A common critique of the Bonferroni method is that it will tend to be conservative when the outcomes are correlated. However, the simulations of Yoon et al [
4] indicated that for settings similar to that of the CATIE trial, with 5 outcomes, the Bonferroni adjustment performed adequately when correlations were moderately. For psychiatric studies, it is rare to have highly correlated endpoints.
Further use of more sophisticated approaches to account for multiplicity may be warranted. Joint testing is particularly attractive in this setting [
4,
7]. By capitalizing on the correlation of multiple outcomes, these methods are generally more powerful than separate analyses [
7] or Bonferroni adjustment [
4]. While more complicated than separate testing of multiple outcomes with multiplicity adjustment, these approaches are straightforward to fit in general purpose statistical software [
4,
7]. Changes in the scale of research and the use of large data banks to test hypotheses will complicate future evidence-based medicine, and will likely exacerbate these issues [
41].
Another troubling problem, unrelated to the multiplicity issue, concerns missing data. When outcome data are only partially observed, separate analyses of the outcomes will lead to the inclusion of different subjects for the analysis of each outcome. The reader is then faced with interpreting treatment effects based on different samples of subjects, as well as assessing assumptions regarding missingness. Joint models are particularly attractive in this setting, since they incorporate partially observed data and pool information across outcomes.
The concordance between the published protocols in registries and the number of published outcomes was also discouragingly low, albeit similar to findings reported for cardiology, rheumatology and gastroenterology RCTs [
42]. Although the 2007 FDA Modernization Act now requires investigators and sponsors to submit information for any applicable clinical trial to NIH/NLM, complete adherence to this act will require some time before becoming appearing in published trial results. While we anticipate that more investigators will publish their protocols in a more timely and complete fashion as part of new journal requirements, selective reporting remains a potential problem [
8,
9]. Investigators must not "torture their data until they speak" [
38] by examining additional outcomes, undertaking unplanned subgroup analyses or similar mischief. The addition of a CONSORT checklist item to note changes in trial outcomes after the trial commences should also help with this issue.

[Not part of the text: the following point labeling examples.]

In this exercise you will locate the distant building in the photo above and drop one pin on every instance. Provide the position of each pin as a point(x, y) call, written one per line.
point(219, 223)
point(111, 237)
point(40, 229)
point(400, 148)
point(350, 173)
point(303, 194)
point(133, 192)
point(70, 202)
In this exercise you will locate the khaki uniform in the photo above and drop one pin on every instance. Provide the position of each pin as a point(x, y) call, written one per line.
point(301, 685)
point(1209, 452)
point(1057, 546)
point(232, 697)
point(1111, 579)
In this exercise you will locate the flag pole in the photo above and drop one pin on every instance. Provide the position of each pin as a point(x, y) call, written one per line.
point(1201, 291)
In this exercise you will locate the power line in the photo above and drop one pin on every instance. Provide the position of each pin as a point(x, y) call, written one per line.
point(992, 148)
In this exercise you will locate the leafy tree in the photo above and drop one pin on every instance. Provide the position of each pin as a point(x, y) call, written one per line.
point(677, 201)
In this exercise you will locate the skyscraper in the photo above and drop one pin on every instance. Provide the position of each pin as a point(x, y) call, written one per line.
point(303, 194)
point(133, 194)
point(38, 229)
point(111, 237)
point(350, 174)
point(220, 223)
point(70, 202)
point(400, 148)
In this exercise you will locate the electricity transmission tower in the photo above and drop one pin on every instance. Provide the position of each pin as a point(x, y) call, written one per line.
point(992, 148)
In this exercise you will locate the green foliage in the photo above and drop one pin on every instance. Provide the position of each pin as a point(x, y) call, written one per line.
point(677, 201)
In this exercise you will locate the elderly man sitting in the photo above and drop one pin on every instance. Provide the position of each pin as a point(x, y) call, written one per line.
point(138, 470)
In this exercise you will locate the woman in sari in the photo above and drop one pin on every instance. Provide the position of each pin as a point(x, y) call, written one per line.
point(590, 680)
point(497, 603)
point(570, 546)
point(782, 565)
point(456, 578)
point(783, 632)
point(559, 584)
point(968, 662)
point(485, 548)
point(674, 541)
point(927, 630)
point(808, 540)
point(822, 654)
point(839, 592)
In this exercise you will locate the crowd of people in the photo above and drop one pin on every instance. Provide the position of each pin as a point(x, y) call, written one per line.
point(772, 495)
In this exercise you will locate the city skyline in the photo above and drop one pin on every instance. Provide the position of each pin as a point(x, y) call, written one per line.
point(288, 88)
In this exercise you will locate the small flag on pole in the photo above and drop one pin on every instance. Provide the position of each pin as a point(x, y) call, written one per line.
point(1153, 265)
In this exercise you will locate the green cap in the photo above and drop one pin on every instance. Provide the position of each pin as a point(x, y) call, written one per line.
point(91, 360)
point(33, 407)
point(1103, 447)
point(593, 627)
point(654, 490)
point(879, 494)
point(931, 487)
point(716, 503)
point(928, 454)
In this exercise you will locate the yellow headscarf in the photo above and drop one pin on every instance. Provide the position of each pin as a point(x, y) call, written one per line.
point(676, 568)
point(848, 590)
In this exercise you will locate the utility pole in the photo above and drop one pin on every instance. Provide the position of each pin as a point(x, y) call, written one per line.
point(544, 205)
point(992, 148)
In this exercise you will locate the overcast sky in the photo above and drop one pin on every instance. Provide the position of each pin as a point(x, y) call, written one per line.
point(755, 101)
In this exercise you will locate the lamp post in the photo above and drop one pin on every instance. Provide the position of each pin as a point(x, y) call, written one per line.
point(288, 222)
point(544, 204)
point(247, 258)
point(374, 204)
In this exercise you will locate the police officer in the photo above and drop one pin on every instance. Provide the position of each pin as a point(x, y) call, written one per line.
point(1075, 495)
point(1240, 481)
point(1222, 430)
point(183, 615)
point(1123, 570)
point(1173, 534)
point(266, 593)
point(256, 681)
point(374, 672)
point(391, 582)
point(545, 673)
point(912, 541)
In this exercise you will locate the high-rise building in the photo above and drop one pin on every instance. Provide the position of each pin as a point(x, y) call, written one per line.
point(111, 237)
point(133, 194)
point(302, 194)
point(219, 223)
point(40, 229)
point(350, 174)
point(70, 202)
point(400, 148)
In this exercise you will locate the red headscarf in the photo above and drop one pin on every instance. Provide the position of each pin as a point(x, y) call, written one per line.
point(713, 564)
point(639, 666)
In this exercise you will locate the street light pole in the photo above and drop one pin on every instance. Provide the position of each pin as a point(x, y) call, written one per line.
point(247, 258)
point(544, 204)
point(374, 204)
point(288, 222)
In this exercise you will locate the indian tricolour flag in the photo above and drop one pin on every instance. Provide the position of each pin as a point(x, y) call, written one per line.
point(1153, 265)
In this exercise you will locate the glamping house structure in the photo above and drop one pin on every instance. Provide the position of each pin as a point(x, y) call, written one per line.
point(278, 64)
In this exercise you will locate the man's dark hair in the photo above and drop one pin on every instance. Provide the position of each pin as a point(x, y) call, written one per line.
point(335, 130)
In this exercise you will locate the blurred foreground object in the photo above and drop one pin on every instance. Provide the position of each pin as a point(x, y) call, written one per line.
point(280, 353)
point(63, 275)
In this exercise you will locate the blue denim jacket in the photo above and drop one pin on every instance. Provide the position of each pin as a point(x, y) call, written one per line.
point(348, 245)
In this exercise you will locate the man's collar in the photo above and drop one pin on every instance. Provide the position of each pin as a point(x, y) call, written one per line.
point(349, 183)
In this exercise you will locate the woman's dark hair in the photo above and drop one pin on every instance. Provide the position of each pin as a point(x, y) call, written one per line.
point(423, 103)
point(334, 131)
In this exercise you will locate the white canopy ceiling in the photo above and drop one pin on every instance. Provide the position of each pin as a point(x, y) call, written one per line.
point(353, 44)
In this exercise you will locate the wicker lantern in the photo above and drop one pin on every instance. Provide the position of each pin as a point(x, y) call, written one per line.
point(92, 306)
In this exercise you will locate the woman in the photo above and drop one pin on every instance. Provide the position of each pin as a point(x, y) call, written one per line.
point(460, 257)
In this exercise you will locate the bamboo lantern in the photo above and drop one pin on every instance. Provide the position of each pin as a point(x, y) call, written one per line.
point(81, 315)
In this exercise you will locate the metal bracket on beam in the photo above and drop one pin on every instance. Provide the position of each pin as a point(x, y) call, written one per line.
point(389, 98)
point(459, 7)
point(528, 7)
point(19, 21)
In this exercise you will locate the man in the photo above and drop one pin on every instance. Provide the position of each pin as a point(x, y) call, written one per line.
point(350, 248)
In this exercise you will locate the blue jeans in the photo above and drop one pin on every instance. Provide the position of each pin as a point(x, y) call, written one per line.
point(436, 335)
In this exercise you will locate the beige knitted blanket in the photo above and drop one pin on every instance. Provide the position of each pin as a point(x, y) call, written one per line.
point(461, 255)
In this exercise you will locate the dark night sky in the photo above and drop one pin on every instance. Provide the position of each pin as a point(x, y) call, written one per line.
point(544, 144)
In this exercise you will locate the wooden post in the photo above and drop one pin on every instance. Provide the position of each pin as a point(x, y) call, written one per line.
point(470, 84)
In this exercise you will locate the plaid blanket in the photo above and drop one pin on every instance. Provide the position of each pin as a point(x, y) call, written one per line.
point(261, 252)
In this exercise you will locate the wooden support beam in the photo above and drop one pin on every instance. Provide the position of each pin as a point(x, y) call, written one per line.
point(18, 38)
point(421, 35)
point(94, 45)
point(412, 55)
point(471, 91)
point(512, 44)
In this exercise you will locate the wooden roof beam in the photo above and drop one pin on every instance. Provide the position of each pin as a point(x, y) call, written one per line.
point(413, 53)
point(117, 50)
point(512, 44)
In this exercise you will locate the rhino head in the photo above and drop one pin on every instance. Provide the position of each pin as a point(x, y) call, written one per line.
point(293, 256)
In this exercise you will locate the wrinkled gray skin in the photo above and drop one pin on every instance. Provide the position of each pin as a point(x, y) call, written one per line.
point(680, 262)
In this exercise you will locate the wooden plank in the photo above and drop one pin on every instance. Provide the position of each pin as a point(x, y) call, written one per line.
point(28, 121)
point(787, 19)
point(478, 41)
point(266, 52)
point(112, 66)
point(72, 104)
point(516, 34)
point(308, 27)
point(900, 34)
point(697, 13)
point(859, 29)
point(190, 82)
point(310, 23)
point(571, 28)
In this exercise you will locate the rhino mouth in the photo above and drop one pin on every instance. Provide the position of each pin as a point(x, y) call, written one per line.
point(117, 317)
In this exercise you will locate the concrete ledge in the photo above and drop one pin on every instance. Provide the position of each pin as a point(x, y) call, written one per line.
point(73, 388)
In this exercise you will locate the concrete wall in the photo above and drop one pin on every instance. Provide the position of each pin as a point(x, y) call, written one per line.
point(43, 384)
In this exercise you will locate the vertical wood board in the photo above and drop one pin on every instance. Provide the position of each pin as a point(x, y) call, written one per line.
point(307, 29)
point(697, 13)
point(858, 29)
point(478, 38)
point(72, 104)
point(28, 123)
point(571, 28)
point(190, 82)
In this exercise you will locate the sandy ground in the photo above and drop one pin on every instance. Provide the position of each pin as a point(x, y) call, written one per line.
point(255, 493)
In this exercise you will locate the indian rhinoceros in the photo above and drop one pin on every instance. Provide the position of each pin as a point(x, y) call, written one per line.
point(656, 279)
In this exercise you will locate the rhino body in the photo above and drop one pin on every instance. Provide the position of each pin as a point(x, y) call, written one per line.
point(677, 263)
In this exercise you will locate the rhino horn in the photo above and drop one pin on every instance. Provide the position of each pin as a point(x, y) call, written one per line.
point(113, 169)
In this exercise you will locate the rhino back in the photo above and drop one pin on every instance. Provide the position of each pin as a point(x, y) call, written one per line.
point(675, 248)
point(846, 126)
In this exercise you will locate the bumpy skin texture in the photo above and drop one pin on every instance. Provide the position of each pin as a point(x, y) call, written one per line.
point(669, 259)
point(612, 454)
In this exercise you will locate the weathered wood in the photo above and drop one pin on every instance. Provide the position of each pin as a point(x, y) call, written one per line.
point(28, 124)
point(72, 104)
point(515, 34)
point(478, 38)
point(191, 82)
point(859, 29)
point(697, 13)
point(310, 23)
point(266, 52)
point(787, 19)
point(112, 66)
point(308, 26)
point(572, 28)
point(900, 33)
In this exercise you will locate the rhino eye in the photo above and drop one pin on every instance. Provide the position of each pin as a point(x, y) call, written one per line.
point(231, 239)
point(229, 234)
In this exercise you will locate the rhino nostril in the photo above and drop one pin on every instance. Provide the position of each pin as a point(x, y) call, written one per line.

To help improve practice in this area, we suggest that all clinical trial reports:
- Clearly specify a single primary outcome of the study (potentially a clinically interpretable composite), or include multiple primary outcomes along with a strategy to account for multiplicity (e.g. adjustment for multiple comparisons or analysis using a joint model or global test),
- Specify a limited number of secondary outcomes, along with a justification for their inclusion,
- Report these analytic decisions in the published protocol in a recognized trial registry prior to the start of trial analysis,
- Ensure that the discussion of these outcomes is consistent in the protocol, abstract, methods, results and tables, and,
- Consider use of more principled approaches to account for multiple outcomes to help minimize the chance of spurious results due to multiplicity and help to ensure maximal gain of evidence-based knowledge accrues from these important and expensive trials.
Widespread adoption of these recommendations, all of which flow from the CONSORT guidelines and are consistent with the FDA modernization act, could be easily incorporated into common practice. If implemented, they could help improve the timely dissemination and appropriate interpretation of results from clinical trials.